Increased attention is paid to the structural components of tissues. These components are mostly collagens and various proteoglycans. Emerging evidence suggests that altered components and noncoded modifications of the matrix may be both initiators and drivers of disease, exemplified by excessive tissue remodeling leading to tissue stiffness, as well as by changes in the signaling potential of both intact matrix and fragments thereof. Although tissue structure until recently was viewed as a simple architecture anchoring cells and proteins, this complex grid may contain essential information enabling the maintenance of the structure and normal functioning of tissue.

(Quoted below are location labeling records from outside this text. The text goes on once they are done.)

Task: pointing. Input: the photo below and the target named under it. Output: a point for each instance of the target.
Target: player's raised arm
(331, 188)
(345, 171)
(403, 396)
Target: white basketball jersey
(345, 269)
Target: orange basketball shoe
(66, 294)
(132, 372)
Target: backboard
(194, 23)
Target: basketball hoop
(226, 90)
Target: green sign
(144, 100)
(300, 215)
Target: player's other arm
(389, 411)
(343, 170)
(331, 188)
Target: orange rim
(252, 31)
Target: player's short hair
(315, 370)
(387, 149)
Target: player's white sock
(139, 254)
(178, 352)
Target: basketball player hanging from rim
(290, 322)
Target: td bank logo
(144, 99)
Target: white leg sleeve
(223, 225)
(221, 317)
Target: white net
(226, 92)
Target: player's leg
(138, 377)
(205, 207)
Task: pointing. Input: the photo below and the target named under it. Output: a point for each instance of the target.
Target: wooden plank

The aims of this review are to (1) discuss the structural components of the matrix and the relevance of their mutations to the pathology of diseases such as fibrosis and cancer, (2) introduce the possibility that post-translational modifications (PTMs), such as protease cleavage, citrullination, cross-linking, nitrosylation, glycosylation, and isomerization, generated during pathology, may be unique, disease-specific biochemical markers, (3) list and review the range of simple enzyme-linked immunosorbent assays (ELISAs) that have been developed for assessing the extracellular matrix (ECM) and detecting abnormal ECM remodeling, and (4) discuss whether some PTMs are the cause or consequence of disease. New evidence clearly suggests that the ECM at some point in the pathogenesis becomes a driver of disease. These pathological modified ECM proteins may allow insights into complicated pathologies in which the end stage is excessive tissue remodeling, and provide unique and more pathology-specific biochemical markers.

Fig. 1.

The molecular structure of a typical basal lamina. The basal lamina is formed by specific interactions between the proteins type IV collagen, laminin, and entactin plus the proteoglycan Perlecan. Adapted by S.H. Madsen, from Yurchenco and Schittny.

Fig. 2.

Schematic representation of the high extracellular matrix remodeling in fibrosis. All steps involve extracellular matrix (ECM) remodeling that generates unique protein degradation fingerprints. These enzymes degrade the ECM, releasing smaller fragments of protein from the ECM into the circulation. Interestingly, many of the same processes occur in both fibrosis and cancer.

Fig. 3.

Schematic figure of the modifications made to a protein that causes unique subpools to be generated, which each may entail specific pathological or physiological information.

Fig. 4.

Development of an assay to detect a cancer-specific double neoepitope. (A) An enzyme, most likely an MMP, cleaves collagen molecules. This produces a cut in the peptide sequence, exposing an N- and C-terminal-truncated molecule. (B) Lysil oxidase family members are highly upregulated in many cancers. This family of enzymes enzymatically cross-links the lysines in the collagen chains, resulting in stiffened tissue. In the local area of cancer metastasis and growth, these processes are occurring at a more rapid pace than in other parts of the body, resulting in increased expression of a range of collagen, proteases, and other enzymes. (C) The processes of protease generation and lysine cross-linking are combined. (D) Design and generation of a sandwich assay to detect both the lysine cross-link and the protease-generated degradation product. Thus, this type of ELISA contains more information than traditional assays (i.e., both degradation and cross-link information).

Fig. 5.

Relative increases in bone resorption, bone formation, and osteoclastogenesis marker levels as a function of the extent of skeletal metastasis, assessed in 132 patients with breast or prostate cancer. Relative increases are expressed as a percentage of levels in patients with a Soloway score 0.